Canadian architect and author

Barbara A. Humphreys (alternate, Humphreys; born in Saskatchewan) is a Canadian architect and author, specializing in public service, historic preservation, and housing.

==Life==
Barbara Alice Humphreys was born on October 8, 1919 in Kelliher, Saskatchewan. Humphreys graduated from the University of Manitoba with a degree in architecture (1941). She worked for the Defence Industries Limited Architectural Division (Montreal), and the Plant Engineering Division of Victory Aircraft Limited (Malton. She was in private practice from 1954. In 1969, she directed a survey of Rideau Canal corridor's architectural heritage. This was a pilot project for the Canadian Inventory of Historic Buildings, and Humphreys was both its founder and chief. Humphreys retired in 1981.

==Selected works==
- 1970, "Didsbury", Cannington Manor, Saskatchewan
- 1972, The Allen House, Yarmouth, N.S.
- 1972, Pichet House -127 rue Royal Ste. Famille, Ile d'Orleans (with Meredith H Sykes)
- 1974, Canadian historic sites : occasional papers in archaeology and history, no. 10 (with Jane E Harris; Edward F Bush; Parks Canada.
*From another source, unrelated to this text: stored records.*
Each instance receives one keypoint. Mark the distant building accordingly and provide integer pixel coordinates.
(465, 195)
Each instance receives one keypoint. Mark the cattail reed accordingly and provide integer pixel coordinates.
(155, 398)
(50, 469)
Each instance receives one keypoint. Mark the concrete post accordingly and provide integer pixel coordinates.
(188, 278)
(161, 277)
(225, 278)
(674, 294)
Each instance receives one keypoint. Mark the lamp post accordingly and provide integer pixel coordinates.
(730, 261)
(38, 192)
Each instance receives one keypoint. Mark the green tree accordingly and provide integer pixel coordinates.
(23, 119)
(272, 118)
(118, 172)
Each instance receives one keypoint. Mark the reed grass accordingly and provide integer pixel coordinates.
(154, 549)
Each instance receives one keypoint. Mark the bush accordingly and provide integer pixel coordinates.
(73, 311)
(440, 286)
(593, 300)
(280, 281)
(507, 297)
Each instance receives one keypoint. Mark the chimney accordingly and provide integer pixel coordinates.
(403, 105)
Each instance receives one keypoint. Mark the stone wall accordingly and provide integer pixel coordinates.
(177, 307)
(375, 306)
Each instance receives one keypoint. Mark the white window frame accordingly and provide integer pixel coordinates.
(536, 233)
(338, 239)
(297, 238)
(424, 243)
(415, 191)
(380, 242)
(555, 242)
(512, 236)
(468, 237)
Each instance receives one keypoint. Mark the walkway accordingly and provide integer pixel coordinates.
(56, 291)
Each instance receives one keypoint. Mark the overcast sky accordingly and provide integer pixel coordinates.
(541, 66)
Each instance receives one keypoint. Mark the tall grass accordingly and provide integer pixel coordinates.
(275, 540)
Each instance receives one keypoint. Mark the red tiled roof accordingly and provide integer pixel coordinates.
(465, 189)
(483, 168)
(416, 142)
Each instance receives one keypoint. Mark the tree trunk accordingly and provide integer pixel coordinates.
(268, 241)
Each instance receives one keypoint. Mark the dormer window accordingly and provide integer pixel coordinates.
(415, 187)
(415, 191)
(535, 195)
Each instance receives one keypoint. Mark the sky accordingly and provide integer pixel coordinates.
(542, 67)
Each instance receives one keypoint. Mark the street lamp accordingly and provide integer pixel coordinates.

National Historic Parks and Sites Branch)
- 1974, The architectural heritage of the Rideau Corridor (with Jane E Harris; Edward F Bush)
- 1979, Eversley Farm, R.R. No. 3, King City, Ontario
- 1980, The buildings of Canada : a guide to pre-20th-century styles in houses, churches and other structures (with Meredith H Sykes; Michael Middleton; Parks Canada)

==Awards==
- 1992, Gabrielle Léger Medal (awarded to volunteers or professionals who have made an outstanding contribution to the conservation of heritage in Canada over a period of twenty years or more)

==Bibliography==
- Adams, Annmarie (2000). "Designing Women: Gender and the Architectural Profession"
- Cameron, Christina (1989). "Charles BaillairgŽ: Architect and Engineer"
- Peter Martin Associates (1999). "Canadian Book Review Annual"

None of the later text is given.